If $Q^T Q = Q Q^T = I$, then $Q$ is 'orthogonal'.

### Orthogonal matrices preserve length under $l_2$

i.e. $|Q x| = |x|$

**proof**: $|Q x|^2 = |(Q x)^T (Q x)| = |x^T (Q^T Q) x| = |x^T x| = |x|^2$

### Examples of orthogonal matrices

#### rotation matrices
$\begin{pmatrix} cos{\theta} & sin{\theta} \\ -sin{\theta} & cos{\theta}\end{pmatrix}$

Rotates anti-clockwise by $\theta$ around the origin in 2-d
  
#### reflection matrices
$\begin{pmatrix} cos{\theta} & sin{\theta} \\ sin{\theta} & -cos{\theta}\end{pmatrix}$

Reflects plane in the line at $\theta/2$

#### "Householder reflections"
Given unit vector $u$, then $H = I - 2 u u^T$

#### "Hadamard" matrices

$H_2 = \frac{1}{\sqrt{2}} \begin{pmatrix} 1 & 1 \\ 1 & -1 \end{pmatrix}$

$H_{2^n} = \frac{1}{\sqrt{2}} \begin{pmatrix} H_{2^{n-1}} & H_{2^{n-1}} \\ H_{2^{n-1}} & -H_{2^{n-1}} \end{pmatrix}$

**Conjecture**: There is an orthogonal matrix of size $n \times n$ with entries $1$ and $-1$ for $n$ a multiple of $4$ --- known up to $n=668$.

#### Wavelets

$W_4 = \begin{pmatrix}
1 & 1 & 1 & 0 \\
1 & 1 &-1 & 0 \\
1 &-1 & 0 & 1 \\
1 &-1 & 0 &-1
\end{pmatrix}$

(with some scaling on the columns to make them orthonormal)

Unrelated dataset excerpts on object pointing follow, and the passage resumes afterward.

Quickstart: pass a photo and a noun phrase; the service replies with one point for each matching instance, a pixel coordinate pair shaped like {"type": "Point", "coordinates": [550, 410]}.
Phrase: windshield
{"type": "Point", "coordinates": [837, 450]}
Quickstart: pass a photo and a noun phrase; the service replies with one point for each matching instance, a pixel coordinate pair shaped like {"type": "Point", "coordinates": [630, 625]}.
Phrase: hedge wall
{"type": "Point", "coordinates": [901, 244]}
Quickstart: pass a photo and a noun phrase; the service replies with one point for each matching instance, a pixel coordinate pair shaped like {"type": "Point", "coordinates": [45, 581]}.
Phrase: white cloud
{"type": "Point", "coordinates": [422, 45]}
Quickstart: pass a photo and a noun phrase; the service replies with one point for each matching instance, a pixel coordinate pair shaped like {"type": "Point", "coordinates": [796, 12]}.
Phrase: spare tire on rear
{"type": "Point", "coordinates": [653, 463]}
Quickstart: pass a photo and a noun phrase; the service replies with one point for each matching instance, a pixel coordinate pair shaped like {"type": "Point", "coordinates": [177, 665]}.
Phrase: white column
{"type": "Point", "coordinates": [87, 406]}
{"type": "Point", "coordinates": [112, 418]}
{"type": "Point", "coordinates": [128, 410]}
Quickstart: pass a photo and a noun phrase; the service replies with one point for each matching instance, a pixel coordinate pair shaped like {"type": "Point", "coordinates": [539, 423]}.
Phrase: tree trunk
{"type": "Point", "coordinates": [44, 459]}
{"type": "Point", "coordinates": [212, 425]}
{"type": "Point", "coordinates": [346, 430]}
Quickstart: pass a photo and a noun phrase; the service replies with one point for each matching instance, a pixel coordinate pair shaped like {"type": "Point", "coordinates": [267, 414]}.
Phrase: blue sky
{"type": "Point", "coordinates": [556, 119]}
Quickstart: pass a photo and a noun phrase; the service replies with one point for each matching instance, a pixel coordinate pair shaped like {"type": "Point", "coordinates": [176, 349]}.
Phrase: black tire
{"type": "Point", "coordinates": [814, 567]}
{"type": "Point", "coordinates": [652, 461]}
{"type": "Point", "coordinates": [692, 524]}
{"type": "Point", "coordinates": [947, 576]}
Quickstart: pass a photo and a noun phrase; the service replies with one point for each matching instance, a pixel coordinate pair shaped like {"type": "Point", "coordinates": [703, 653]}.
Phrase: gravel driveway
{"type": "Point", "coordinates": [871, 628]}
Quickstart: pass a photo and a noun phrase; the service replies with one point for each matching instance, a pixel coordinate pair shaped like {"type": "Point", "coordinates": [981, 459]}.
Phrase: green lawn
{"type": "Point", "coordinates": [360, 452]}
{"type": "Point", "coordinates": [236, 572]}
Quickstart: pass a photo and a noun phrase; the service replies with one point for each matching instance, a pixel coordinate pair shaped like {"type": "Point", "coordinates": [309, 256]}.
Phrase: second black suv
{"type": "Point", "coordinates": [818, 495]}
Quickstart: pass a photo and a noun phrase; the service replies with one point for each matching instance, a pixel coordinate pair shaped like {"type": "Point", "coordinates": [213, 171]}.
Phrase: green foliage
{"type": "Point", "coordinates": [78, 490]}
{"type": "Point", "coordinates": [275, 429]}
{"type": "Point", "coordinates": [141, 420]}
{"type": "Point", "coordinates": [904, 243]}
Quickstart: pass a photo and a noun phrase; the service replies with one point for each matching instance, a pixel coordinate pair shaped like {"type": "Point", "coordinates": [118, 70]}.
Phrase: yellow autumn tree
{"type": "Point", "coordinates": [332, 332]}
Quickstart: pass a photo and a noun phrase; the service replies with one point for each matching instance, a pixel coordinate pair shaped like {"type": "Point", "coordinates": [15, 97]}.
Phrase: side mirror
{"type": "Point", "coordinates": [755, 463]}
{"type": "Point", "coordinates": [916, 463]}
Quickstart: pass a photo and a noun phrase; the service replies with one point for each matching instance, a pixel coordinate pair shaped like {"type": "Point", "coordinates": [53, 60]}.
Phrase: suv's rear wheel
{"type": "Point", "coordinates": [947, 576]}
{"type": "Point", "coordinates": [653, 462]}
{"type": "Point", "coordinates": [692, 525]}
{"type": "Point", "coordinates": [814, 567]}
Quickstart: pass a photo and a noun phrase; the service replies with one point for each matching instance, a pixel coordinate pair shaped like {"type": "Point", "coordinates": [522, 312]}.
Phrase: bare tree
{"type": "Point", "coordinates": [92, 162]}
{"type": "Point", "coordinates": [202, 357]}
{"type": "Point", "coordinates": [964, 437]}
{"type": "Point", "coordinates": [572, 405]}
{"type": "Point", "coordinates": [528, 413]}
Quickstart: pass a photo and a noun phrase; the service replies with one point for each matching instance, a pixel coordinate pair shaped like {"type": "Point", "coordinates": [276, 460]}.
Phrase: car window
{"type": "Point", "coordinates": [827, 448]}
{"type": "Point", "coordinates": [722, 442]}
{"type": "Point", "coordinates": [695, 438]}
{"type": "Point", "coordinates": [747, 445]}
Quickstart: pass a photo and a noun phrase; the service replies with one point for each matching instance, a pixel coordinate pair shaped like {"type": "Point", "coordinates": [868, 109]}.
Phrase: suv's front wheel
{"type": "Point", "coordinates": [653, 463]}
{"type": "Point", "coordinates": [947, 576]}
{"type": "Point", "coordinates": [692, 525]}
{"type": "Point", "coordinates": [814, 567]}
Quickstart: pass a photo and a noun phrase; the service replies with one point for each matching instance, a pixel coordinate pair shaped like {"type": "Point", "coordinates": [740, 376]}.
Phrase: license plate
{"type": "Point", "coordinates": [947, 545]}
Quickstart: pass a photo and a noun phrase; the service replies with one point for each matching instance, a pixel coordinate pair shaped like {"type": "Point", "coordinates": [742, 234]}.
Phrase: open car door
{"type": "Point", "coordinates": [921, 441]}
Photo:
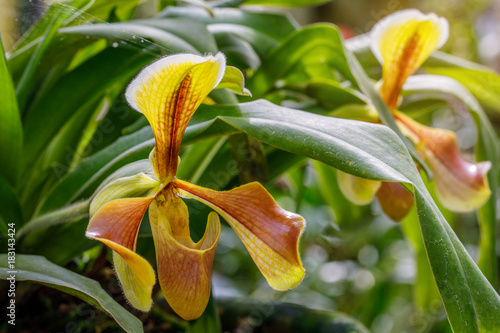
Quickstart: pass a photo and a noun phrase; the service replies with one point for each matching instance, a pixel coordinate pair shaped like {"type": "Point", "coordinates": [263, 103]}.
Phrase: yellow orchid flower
{"type": "Point", "coordinates": [168, 92]}
{"type": "Point", "coordinates": [402, 42]}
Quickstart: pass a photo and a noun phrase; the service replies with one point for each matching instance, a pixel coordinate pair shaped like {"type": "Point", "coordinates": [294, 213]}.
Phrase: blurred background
{"type": "Point", "coordinates": [362, 266]}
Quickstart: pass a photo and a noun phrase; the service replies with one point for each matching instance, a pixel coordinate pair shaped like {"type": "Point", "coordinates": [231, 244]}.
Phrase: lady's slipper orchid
{"type": "Point", "coordinates": [402, 42]}
{"type": "Point", "coordinates": [168, 92]}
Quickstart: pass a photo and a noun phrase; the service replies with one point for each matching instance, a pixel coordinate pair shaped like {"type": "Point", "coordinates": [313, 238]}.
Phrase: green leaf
{"type": "Point", "coordinates": [287, 3]}
{"type": "Point", "coordinates": [84, 179]}
{"type": "Point", "coordinates": [483, 84]}
{"type": "Point", "coordinates": [209, 322]}
{"type": "Point", "coordinates": [292, 318]}
{"type": "Point", "coordinates": [10, 209]}
{"type": "Point", "coordinates": [135, 34]}
{"type": "Point", "coordinates": [39, 270]}
{"type": "Point", "coordinates": [191, 31]}
{"type": "Point", "coordinates": [488, 149]}
{"type": "Point", "coordinates": [239, 53]}
{"type": "Point", "coordinates": [196, 158]}
{"type": "Point", "coordinates": [384, 113]}
{"type": "Point", "coordinates": [331, 95]}
{"type": "Point", "coordinates": [235, 81]}
{"type": "Point", "coordinates": [322, 41]}
{"type": "Point", "coordinates": [26, 82]}
{"type": "Point", "coordinates": [276, 26]}
{"type": "Point", "coordinates": [11, 135]}
{"type": "Point", "coordinates": [77, 89]}
{"type": "Point", "coordinates": [345, 212]}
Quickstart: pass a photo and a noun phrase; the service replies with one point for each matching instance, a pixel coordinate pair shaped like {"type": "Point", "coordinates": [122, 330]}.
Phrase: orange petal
{"type": "Point", "coordinates": [359, 191]}
{"type": "Point", "coordinates": [168, 92]}
{"type": "Point", "coordinates": [183, 271]}
{"type": "Point", "coordinates": [461, 185]}
{"type": "Point", "coordinates": [395, 200]}
{"type": "Point", "coordinates": [116, 224]}
{"type": "Point", "coordinates": [402, 42]}
{"type": "Point", "coordinates": [270, 233]}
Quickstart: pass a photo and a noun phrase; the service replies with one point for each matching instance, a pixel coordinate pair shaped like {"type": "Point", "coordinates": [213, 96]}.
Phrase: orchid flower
{"type": "Point", "coordinates": [168, 92]}
{"type": "Point", "coordinates": [401, 42]}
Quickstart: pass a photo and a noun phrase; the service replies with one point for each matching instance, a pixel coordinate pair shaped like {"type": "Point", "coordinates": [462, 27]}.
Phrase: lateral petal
{"type": "Point", "coordinates": [402, 42]}
{"type": "Point", "coordinates": [184, 272]}
{"type": "Point", "coordinates": [168, 92]}
{"type": "Point", "coordinates": [116, 224]}
{"type": "Point", "coordinates": [359, 191]}
{"type": "Point", "coordinates": [270, 233]}
{"type": "Point", "coordinates": [461, 185]}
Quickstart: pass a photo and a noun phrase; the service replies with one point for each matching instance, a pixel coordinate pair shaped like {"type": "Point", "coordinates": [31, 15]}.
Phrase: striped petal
{"type": "Point", "coordinates": [184, 268]}
{"type": "Point", "coordinates": [395, 200]}
{"type": "Point", "coordinates": [168, 92]}
{"type": "Point", "coordinates": [461, 185]}
{"type": "Point", "coordinates": [402, 42]}
{"type": "Point", "coordinates": [359, 191]}
{"type": "Point", "coordinates": [116, 224]}
{"type": "Point", "coordinates": [270, 233]}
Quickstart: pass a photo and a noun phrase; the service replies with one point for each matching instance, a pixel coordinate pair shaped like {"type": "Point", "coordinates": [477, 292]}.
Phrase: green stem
{"type": "Point", "coordinates": [70, 213]}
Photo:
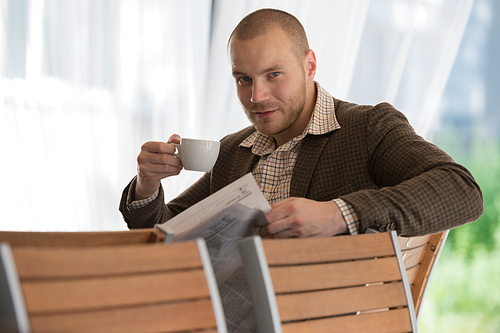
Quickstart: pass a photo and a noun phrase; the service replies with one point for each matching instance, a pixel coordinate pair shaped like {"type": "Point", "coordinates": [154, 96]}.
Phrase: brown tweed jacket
{"type": "Point", "coordinates": [392, 177]}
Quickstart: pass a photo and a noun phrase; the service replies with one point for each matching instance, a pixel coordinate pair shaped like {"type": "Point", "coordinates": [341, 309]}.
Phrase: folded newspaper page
{"type": "Point", "coordinates": [244, 191]}
{"type": "Point", "coordinates": [236, 211]}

Haar invented in 1910; Ingrid Daubechies 1988 - found families of wavelets with entries that were not just 1 and -1.

#### Eigenvectors of a symmetric matrix

Example: discrete fourier transform is the matrix of eigenvectors of $Q^T Q$, with $Q = P_{2,3,\ldots,n-1,n,1}$ (i.e. $Q$ is the permutation matrix that puts row 2 in row 1, row 3 in row 2, etc.)